At the very fundamental level, clothes are still made in the way that they were millennia ago. It's still crop to fibres to yarn to fabric to cloth. You still can't put the (harvested) crop at one end of a machine and take out a garment from the other. But the nearest that one can come to this—putting a garment at one end and take out a refurbished one at the other—is indeed possible.
The Hong Kong Research Institute of Textiles and Apparel's (HKRITA) novel Garment-to-Garment (G2G) Recycle System has been doing that. Set up in 2018, the G2G system is a mini-scale production line set up in a retail shop recycling post-consumer garment to a new one. It is more than proof of concept; it shows that integral and closed-loop garment recycling can indeed be done, and that too without using any water and chemicals.
The other side of the story is this: no big-time manufacturer or brand has been able to do this at the industrial or mass scale. The closest is H&M's Looop, which in any case is a G2G derivative.
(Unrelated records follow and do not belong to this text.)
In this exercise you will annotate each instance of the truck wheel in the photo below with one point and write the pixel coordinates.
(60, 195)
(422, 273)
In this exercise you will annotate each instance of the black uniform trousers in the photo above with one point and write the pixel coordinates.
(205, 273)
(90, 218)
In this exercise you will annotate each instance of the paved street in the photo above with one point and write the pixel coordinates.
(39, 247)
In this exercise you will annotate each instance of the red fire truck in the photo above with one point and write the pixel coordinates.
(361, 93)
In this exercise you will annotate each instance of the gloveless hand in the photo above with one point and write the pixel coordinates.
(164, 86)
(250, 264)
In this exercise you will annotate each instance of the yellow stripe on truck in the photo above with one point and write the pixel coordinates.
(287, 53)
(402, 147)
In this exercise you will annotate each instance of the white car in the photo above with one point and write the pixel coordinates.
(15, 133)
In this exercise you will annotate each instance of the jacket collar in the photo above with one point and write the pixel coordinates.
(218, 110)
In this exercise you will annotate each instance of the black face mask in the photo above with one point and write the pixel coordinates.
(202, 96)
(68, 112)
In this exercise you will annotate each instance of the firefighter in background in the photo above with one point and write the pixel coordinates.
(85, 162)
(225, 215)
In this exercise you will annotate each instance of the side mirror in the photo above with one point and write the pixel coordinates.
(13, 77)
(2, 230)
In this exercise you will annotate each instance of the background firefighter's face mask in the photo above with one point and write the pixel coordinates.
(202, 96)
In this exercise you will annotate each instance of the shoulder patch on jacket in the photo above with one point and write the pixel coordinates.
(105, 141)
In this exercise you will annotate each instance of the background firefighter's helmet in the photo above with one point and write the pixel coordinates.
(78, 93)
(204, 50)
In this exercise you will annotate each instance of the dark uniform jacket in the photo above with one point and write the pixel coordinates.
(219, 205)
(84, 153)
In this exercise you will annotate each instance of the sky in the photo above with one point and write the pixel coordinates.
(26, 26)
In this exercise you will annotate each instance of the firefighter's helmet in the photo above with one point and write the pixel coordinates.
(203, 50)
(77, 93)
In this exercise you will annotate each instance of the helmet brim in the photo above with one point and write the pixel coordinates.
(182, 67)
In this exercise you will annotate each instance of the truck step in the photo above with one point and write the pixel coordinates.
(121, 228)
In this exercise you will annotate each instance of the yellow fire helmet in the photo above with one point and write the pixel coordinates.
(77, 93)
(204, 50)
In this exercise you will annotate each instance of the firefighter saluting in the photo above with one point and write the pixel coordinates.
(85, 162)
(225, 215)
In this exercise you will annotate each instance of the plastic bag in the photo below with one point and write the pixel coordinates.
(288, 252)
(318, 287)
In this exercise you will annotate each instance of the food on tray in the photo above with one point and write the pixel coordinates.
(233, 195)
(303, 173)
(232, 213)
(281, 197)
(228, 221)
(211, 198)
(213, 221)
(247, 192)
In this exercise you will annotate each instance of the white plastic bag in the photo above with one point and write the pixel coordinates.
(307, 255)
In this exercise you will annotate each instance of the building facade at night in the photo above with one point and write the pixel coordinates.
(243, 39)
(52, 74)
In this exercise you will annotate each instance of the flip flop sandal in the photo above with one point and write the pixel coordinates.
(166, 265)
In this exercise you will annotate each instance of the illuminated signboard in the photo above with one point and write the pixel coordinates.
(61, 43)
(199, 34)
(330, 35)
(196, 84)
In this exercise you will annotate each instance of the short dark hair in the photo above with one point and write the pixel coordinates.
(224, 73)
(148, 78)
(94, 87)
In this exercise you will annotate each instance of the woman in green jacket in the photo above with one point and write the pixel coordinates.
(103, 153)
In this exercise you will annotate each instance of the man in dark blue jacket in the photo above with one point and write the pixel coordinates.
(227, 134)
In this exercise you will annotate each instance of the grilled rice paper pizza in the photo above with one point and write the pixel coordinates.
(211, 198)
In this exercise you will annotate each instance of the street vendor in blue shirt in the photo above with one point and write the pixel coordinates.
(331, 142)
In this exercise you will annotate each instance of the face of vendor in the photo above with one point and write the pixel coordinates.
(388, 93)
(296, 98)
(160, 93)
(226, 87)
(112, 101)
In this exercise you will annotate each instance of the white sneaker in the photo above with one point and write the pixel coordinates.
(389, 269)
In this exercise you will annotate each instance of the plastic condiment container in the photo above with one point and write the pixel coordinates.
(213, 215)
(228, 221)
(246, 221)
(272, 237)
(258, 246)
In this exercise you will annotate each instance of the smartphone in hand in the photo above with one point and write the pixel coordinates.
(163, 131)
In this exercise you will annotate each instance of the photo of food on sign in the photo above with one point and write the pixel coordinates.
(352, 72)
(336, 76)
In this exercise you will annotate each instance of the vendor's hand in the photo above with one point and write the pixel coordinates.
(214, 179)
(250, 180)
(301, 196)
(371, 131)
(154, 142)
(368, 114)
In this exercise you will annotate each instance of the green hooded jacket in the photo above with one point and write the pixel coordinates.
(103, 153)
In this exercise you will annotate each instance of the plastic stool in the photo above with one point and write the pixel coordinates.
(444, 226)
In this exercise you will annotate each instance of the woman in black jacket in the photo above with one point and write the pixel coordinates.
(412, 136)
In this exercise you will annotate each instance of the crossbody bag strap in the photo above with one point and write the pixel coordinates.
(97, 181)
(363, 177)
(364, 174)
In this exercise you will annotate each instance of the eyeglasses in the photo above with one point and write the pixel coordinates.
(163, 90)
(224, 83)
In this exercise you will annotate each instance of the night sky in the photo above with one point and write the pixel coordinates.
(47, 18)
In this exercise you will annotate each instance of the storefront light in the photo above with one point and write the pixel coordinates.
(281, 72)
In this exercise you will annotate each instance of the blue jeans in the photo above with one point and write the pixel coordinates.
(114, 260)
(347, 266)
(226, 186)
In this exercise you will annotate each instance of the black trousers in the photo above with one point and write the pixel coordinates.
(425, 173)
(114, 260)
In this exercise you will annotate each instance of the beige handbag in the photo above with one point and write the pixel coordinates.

The technology behind the Looop was created by the non-profit H&M Foundation, together with HKRITA and Hong Kong-based yarn spinner Novetex Textiles. H&M's official description goes thus: "Looop uses a technique that dissembles and assembles old garments into new ones. The garments are cleaned, shredded into fibres and spun into new yarn which is then knitted into new fashion finds. Some sustainably sourced virgin materials need to be added during the process, and we of course work to make this share as small as possible. The system uses no water and no chemicals, thus having a significantly lower environmental impact than when producing garments from scratch." Looop was opened to the public at H&M's Drottninggatan stores in Stockholm in October 2020.